J'en suis donc au même point.

Une autre idée ?


----------



## pascalformac (28 Mai 2013)

ben et la partie 1?

enregistrer la PJ  pour en faire un fichier du mac ailleurs que dans Mail


----------



## Ch28 (28 Mai 2013)

Exact.
Pour la partie 1, c'est pareil. Le pdf enregistré ne peut pas s'ouvrir.

Par contre, je n'ai aucun soucis pour ouvrir un pdf reçu sur "yahoo mail" ou sur la messagerie de mon FAI (celle qui est liée à l'application Mail). Un pdf enregistré sur mon Mac à partir de ces 2 messageries internet s'ouvre sans problème également.

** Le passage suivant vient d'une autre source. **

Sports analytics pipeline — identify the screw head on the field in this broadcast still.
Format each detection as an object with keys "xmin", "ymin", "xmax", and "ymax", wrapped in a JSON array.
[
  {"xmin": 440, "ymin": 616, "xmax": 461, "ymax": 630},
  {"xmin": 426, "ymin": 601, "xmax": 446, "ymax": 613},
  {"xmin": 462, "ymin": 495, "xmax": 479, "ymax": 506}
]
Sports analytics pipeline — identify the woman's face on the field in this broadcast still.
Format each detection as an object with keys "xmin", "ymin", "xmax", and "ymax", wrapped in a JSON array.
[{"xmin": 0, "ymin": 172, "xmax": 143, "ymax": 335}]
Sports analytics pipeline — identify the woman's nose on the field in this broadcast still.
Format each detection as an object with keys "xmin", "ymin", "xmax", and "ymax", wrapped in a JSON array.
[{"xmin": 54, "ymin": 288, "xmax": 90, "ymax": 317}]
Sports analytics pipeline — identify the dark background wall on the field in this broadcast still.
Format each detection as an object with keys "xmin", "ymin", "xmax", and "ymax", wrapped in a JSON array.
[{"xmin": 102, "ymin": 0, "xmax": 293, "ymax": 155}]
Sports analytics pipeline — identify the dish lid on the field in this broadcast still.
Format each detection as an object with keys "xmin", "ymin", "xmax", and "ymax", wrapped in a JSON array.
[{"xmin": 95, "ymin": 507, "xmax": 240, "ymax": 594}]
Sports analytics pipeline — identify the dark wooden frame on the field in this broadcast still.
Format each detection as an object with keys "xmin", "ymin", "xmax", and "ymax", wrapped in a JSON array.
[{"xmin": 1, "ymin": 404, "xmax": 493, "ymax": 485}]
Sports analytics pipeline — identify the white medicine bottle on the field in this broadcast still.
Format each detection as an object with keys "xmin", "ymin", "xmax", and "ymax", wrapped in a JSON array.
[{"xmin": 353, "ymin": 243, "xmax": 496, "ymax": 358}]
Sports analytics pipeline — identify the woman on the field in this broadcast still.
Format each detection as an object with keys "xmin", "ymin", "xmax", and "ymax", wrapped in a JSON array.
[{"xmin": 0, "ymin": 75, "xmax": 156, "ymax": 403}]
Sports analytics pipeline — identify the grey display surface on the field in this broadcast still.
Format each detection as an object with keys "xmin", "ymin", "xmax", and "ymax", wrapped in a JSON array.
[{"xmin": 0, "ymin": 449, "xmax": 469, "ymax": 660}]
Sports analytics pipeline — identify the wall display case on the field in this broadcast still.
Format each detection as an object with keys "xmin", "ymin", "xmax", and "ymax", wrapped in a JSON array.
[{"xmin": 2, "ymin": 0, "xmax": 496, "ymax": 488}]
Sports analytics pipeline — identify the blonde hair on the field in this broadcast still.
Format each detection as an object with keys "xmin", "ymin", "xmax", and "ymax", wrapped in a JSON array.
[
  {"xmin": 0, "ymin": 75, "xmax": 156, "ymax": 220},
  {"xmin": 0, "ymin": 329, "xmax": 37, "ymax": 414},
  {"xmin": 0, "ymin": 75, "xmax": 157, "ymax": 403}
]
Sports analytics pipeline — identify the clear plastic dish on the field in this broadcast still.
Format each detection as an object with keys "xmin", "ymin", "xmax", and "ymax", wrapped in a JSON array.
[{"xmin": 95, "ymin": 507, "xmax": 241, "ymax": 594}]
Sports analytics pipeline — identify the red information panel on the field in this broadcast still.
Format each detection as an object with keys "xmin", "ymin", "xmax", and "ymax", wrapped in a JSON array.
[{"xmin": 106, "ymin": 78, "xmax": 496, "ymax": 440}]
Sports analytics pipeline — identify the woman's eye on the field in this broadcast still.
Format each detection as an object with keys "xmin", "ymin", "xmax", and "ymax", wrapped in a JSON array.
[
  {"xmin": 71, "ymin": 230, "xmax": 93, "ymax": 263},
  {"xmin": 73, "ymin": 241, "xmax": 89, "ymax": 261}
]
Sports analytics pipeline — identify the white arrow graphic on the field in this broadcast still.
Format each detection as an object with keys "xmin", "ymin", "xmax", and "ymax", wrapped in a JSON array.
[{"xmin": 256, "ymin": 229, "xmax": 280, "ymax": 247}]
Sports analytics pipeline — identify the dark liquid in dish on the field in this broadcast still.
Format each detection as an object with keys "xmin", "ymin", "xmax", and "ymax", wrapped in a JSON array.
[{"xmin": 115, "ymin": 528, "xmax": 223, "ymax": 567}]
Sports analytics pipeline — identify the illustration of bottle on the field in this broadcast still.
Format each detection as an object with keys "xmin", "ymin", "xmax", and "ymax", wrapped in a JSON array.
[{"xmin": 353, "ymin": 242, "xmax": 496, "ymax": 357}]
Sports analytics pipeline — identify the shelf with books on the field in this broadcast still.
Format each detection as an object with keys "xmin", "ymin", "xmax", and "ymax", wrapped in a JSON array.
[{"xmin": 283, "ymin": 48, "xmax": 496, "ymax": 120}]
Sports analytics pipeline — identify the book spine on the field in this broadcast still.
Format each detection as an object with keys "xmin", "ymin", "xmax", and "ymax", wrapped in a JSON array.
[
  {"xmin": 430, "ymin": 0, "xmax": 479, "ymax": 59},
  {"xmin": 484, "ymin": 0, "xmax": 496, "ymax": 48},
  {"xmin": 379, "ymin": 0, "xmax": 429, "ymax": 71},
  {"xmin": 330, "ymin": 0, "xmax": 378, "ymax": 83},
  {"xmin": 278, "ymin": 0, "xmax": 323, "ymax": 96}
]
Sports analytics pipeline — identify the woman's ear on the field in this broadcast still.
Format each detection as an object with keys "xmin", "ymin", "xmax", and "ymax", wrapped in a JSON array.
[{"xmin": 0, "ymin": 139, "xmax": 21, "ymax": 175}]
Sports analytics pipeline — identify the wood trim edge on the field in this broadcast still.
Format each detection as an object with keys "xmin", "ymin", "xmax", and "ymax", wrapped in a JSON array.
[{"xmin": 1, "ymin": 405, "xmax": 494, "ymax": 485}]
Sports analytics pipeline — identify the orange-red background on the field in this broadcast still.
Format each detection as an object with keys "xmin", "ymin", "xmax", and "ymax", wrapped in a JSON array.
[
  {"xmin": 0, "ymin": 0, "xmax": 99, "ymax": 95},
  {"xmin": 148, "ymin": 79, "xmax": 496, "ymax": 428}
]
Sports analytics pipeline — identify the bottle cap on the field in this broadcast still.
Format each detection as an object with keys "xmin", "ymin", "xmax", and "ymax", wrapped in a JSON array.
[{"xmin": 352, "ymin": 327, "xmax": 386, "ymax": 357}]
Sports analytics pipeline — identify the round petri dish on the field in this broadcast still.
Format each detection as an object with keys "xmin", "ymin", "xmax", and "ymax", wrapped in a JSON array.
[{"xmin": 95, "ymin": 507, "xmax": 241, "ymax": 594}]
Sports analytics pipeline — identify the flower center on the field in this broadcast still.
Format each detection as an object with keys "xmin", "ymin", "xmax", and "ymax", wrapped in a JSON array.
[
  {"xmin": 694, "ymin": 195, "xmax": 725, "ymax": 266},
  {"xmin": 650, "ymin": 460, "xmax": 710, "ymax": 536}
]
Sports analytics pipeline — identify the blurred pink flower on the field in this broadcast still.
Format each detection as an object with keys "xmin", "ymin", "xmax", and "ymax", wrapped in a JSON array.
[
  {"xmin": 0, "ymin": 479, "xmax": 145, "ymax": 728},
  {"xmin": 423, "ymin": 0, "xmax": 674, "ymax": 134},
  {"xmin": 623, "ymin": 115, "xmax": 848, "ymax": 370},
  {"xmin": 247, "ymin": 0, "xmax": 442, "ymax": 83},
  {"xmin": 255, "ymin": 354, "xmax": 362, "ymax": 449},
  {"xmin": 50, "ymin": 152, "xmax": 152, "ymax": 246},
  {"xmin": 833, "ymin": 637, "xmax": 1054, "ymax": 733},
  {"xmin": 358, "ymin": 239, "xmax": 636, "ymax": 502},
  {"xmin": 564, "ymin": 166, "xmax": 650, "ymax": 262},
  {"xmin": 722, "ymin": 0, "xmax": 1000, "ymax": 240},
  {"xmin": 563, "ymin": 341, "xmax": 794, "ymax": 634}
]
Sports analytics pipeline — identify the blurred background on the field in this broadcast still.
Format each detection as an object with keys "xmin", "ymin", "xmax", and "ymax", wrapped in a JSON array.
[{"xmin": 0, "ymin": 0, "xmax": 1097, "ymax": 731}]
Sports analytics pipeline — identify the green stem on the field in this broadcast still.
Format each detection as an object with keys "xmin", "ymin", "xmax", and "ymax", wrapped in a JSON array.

Tous les autres types de fichiers (.doc, .xls, .gif, .jpeg...) reçu sur Mail s'ouvre sans problème. Seul le pdf pose problème...


----------



## pascalformac (28 Mai 2013)

Ch28 a dit:


> Par contre, je n'ai aucun soucis pour ouvrir un pdf reçu sur "yahoo mail" ou sur la messagerie de mon FAI (celle qui est liée à l'application Mail). Un pdf enregistré sur mon Mac à partir de ces 2 messageries internet s'ouvre sans problème également.
> 
> Tous les autres types de fichiers (.doc, .xls, .gif, .jpeg...) reçu sur Mail s'ouvre sans problème. Seul le pdf pose problème...


test

CREER un compte urtilisateur mac
( et mets le en admi , ca peut te sauver un jour)

sur ce compte
tu régles Mail
( ses fichiers sertont 100% neufs)

tu t'arranges pour y faire parvenir un pdf
( par exemple un forward depuis un de tes comptes)
et tu testes ouverture

à 99% ca passe

et si c'est le cas faudra nettoyer mail session1
( plein de sujets là dessus)


----------



## Ch28 (28 Mai 2013)

Je viens de tester avec un nouveau compte administrateur.
J'ai ouvert Mail avec la même messagerie que celle qui pose problème.
J'ai cru que c'était bon mais en fait non car je n'ai pu ouvrir qu'1 pdf sur 3. Il y a donc du mieux mais ce n'est pas suffisant.
Toujours le même message pour les différents pdf qui ne s'ouvrent pas, que ce soit avec Aperçu, Adobe reader ou Skim.
Pour info, dans un message j'ai 4 pdf qui ont été créés de la même manière et je ne peux en ouvrir que 2.
Cela fait 1 mois seulement que j'utilise Mail et jusqu'à maintenant je n'avais pas reçu de pdf donc je ne sais pas si ce problème est là depuis le début.


----------



## pascalformac (29 Mai 2013)

interessant

surtout le coup du  2 sur 4 d'un message

ca ressemble à des pdf mal concus
--
d'autres facons de voir
-basculer pdf sur un de tes autres comptes email
et les relever -de ce compte email via 
Mail sessioin 2
et eventuellement en test via un autre logiciel de messagerie ( par exemple thunderbird) session2



bien entendu rien ne t'empêche de faire les usuels  aussi ( ca ne fait pas de mal)
verification reparation des autorisations, et du disque
et installer la COMBO update ( sur ton OS à jour), ca permet de redresser des anomalies OS

en passant les infos de ton 
	

	
	
		
		

		
			




sont pas à jour


----------